Thornton v Shoe Lane Parking – Case Summary

Thornton v Shoe Lane Parking

Court of Appeal

Citations: [1971] 2 QB 163; [1971] 2 WLR 585; [1971] 1 All ER 686; [1971] 1 Lloyd’s Rep 289; [1971] RTR 79; [1971] CLY 1741.

Facts

The claimant parked his car in the defendant’s automated car park for a fee. A notice outside stated the charges and excluded liability for damage to cars. It did not mention anything about personal injury. A pillar near the ticket barrier (further into the premises) displayed eight lengthy ‘conditions’. The second condition stated that the defendant was not liable for any injury sustained on the premises. An automated machine near the barrier produced a ticket when the claimant entered. The ticket stated, in small lettering on the bottom, that it was ‘issued subject to conditions…displayed on the premises.’ The claimant did not see or read any of these notices.

The claimant suffered injury on the premises. They sued the defendant under occupier’s liability. The defendant sought to rely on the exemption condition on the pillar. The claimant disputed whether this clause was part of the contract between the parties.

Issue(s)
  1. Was the exemption condition incorporated into the contract?
Decision

The Court of Appeal held in favour of the claimant. The claimant was not aware of the condition. The defendant had not done enough to give reasonable notice of the condition. Therefore, it was not part of the parties’ contract.

This Case is Authority For…

A normal written clause is not incorporated into an unsigned contract unless:

  1. The claimant is aware of it;
  2. The defendant gave the claimant reasonable notice that the document contains contract terms; or
  3. A reasonable person would realise that the document contained contract terms.

However, where the clause is ‘unusual or onerous’, the defendant must do more. They must ensure that the claimant has reasonable notice of the clause itself, not just the fact that the document contains contractual clauses.

Lord Denning argued that ‘sufficient notice must usually be immediately noticable and eye-catching – ‘printed in red ink with a red hand pointing to it – or something equally startling.’

Lord Denning and Megaw LJ both thought that what constitutes ‘reasonable notice’ depends on the circumstances. A relevant factor is the nature of the intended exemption clause.

Other

Lord Denning thought that the pillar notice could not be binding in any event, because it was only visible to the claimant after the contract was created. The defendant’s offer was the notice at the entrance, which the claimant accepted by driving in. By the time the claimant could have seen the notice on the pillar, it was too late.

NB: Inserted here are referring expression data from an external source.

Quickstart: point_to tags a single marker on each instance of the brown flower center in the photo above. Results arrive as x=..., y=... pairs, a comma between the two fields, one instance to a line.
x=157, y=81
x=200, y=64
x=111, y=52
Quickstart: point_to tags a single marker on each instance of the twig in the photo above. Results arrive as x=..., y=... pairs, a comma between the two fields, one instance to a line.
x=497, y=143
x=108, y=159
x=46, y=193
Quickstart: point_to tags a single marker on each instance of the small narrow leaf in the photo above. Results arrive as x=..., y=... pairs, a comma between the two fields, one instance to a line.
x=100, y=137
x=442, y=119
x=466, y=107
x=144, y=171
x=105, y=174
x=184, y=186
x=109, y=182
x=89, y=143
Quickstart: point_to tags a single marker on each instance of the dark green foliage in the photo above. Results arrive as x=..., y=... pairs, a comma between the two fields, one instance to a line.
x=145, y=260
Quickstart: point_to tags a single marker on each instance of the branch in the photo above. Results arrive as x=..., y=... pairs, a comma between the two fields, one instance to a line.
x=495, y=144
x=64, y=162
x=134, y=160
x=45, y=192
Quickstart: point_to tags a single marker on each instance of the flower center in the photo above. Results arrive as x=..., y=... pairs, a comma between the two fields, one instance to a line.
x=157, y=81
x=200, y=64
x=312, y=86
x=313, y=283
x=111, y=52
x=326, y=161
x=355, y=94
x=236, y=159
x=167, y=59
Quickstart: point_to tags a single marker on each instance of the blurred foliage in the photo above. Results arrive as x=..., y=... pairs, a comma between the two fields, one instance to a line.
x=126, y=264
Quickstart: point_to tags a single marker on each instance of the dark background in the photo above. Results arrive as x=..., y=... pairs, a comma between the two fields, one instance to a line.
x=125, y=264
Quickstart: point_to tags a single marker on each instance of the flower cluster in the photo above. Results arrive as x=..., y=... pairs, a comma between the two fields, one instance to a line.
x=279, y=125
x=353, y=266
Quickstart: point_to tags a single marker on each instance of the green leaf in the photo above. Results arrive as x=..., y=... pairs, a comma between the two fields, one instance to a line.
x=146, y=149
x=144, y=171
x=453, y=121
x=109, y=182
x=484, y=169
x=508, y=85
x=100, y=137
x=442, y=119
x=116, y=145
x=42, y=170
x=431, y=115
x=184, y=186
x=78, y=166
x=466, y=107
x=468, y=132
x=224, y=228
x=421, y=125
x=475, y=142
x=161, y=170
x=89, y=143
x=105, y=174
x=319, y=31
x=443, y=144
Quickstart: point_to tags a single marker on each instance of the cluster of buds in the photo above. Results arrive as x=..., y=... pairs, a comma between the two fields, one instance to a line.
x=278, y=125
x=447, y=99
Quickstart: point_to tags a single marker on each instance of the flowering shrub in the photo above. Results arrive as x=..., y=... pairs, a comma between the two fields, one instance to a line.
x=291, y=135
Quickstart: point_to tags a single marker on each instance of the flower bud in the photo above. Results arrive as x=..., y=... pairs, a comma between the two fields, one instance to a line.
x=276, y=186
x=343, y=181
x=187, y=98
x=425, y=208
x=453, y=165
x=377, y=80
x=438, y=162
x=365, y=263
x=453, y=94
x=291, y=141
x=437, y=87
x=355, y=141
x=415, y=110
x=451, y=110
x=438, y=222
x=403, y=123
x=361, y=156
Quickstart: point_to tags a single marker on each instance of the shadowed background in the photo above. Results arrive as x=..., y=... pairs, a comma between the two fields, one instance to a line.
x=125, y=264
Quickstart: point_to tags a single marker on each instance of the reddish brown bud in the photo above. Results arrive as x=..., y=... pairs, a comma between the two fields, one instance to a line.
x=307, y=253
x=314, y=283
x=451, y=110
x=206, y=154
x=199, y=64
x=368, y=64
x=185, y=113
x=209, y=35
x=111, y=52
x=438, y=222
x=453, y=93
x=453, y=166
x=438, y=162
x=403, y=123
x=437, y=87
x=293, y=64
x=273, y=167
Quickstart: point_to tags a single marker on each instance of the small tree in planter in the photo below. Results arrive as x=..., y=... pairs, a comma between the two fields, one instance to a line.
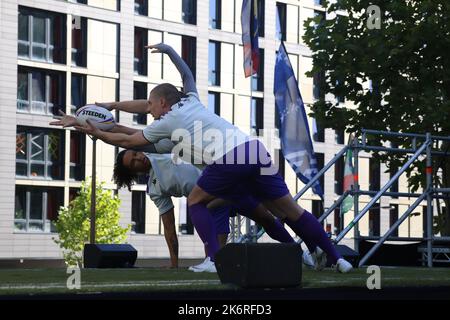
x=73, y=224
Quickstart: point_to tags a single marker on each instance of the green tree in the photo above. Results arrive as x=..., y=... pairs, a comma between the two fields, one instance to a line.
x=73, y=224
x=407, y=62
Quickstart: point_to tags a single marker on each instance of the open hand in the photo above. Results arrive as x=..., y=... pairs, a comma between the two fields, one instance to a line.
x=88, y=128
x=158, y=48
x=64, y=120
x=107, y=105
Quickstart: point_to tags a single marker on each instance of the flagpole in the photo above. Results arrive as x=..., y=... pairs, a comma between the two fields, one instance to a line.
x=248, y=221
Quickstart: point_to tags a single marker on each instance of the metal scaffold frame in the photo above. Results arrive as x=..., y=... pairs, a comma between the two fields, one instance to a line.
x=421, y=145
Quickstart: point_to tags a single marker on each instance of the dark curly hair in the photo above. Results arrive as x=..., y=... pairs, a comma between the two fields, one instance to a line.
x=122, y=176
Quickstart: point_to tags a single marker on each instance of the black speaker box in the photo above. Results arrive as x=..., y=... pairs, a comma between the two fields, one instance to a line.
x=348, y=254
x=260, y=265
x=109, y=256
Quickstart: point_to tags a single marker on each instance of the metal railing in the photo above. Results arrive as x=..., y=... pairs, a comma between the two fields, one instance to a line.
x=421, y=145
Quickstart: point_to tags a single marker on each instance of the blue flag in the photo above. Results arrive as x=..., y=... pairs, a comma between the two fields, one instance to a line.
x=296, y=143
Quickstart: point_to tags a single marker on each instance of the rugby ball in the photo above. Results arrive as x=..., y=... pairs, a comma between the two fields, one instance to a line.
x=98, y=116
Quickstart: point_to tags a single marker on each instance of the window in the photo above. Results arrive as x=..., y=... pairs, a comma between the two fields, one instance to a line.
x=77, y=155
x=214, y=63
x=79, y=41
x=215, y=14
x=36, y=208
x=41, y=35
x=258, y=78
x=140, y=92
x=393, y=217
x=73, y=193
x=140, y=53
x=339, y=136
x=257, y=115
x=394, y=186
x=374, y=222
x=189, y=53
x=281, y=163
x=141, y=7
x=374, y=174
x=318, y=132
x=277, y=119
x=321, y=15
x=320, y=157
x=339, y=176
x=260, y=4
x=214, y=102
x=281, y=8
x=318, y=82
x=317, y=208
x=138, y=211
x=189, y=14
x=77, y=92
x=39, y=153
x=40, y=91
x=338, y=221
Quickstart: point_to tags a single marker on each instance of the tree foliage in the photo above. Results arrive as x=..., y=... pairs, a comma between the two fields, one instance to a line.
x=407, y=63
x=73, y=224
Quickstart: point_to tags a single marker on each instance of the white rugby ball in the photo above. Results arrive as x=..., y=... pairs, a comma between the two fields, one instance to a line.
x=98, y=116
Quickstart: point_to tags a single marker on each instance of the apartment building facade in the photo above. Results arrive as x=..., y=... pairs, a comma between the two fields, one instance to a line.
x=60, y=55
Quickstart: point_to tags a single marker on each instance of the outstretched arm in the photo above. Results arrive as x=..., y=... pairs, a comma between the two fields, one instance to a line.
x=131, y=106
x=65, y=121
x=186, y=74
x=127, y=141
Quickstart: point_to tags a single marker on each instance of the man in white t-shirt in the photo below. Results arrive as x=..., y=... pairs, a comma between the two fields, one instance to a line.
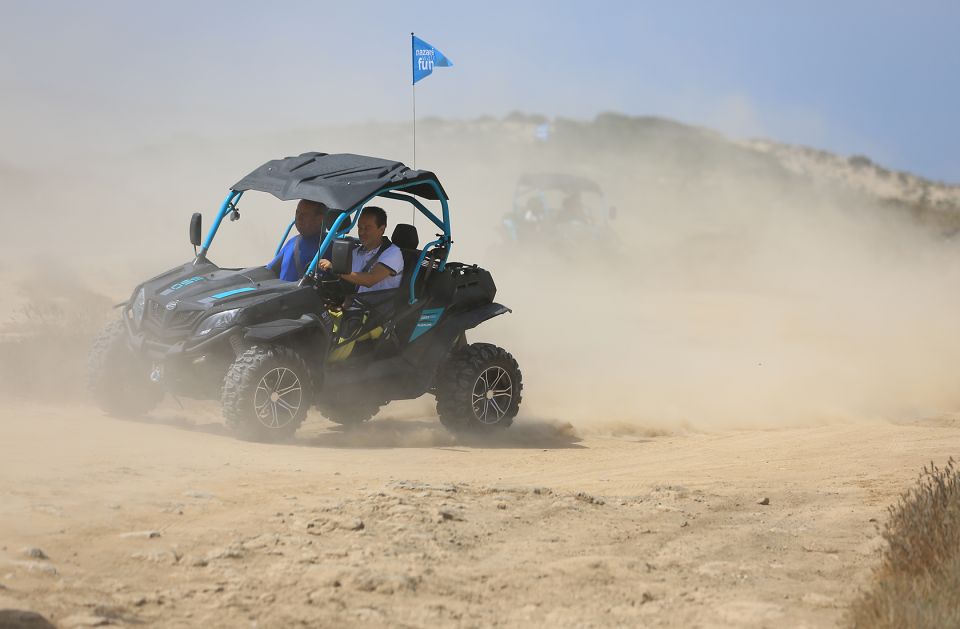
x=377, y=263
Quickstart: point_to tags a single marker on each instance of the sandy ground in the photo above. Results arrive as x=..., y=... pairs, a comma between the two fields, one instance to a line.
x=170, y=522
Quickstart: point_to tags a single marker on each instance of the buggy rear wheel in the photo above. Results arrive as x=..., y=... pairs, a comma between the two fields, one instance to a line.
x=118, y=379
x=266, y=394
x=479, y=388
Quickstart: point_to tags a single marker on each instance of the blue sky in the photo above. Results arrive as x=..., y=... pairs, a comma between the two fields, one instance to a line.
x=879, y=78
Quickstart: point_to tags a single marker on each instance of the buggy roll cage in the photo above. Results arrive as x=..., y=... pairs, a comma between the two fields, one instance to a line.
x=347, y=219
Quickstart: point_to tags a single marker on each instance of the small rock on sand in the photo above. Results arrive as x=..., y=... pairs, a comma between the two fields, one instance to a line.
x=140, y=534
x=20, y=619
x=35, y=553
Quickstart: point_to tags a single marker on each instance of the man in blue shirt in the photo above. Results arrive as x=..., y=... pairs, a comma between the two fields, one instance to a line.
x=296, y=254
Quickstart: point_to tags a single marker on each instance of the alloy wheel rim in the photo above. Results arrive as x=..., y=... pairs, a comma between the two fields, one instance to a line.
x=278, y=397
x=492, y=395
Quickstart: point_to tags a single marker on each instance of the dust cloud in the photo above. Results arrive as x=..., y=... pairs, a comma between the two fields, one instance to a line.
x=733, y=293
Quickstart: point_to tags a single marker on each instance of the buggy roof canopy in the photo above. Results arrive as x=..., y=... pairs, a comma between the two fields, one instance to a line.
x=339, y=180
x=557, y=181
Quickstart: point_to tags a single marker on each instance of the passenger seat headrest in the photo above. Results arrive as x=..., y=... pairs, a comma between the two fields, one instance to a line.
x=405, y=236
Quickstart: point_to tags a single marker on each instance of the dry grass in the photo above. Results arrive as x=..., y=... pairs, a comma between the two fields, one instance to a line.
x=918, y=582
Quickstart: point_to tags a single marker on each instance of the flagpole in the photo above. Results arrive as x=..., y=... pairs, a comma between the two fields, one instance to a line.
x=413, y=84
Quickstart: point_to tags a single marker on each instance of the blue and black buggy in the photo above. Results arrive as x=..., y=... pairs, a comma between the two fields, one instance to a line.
x=272, y=349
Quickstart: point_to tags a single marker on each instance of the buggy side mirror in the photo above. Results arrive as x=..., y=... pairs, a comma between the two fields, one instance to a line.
x=341, y=257
x=195, y=222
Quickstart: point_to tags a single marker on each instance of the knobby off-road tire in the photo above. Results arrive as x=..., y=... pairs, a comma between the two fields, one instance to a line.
x=349, y=412
x=479, y=388
x=118, y=379
x=266, y=394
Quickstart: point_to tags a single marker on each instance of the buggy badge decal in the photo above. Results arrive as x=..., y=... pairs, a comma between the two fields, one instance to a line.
x=236, y=291
x=182, y=283
x=428, y=319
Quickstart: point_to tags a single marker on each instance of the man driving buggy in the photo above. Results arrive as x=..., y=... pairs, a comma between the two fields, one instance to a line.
x=377, y=263
x=295, y=256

The same was true of the words on the ticket. Lord Denning explained that in automated machine cases, the offer is made when the machines’ owner presents the machine as able to accept money. The customer accepts when the put money in the machine. This means that any terms placed on a ticket issued by the machine cannot be contractually binding, because the customer has had no opportunity to refuse them. By the time they see the ticket, there is no way of returning it.

This indicates that ‘reasonable notice’ must be given before the contract is created. Megaw LJ agreed, stating that:

‘it is a highly relevant factor in considering whether proper steps were taken fairly to bring that matter to the notice of the plaintiff that the first attempt to bring to his notice the intended inclusion of those conditions was at a time when as a matter of hard reality it would have been practically impossible for him to withdraw from his intended entry upon the premises for the purpose of leaving his car there.’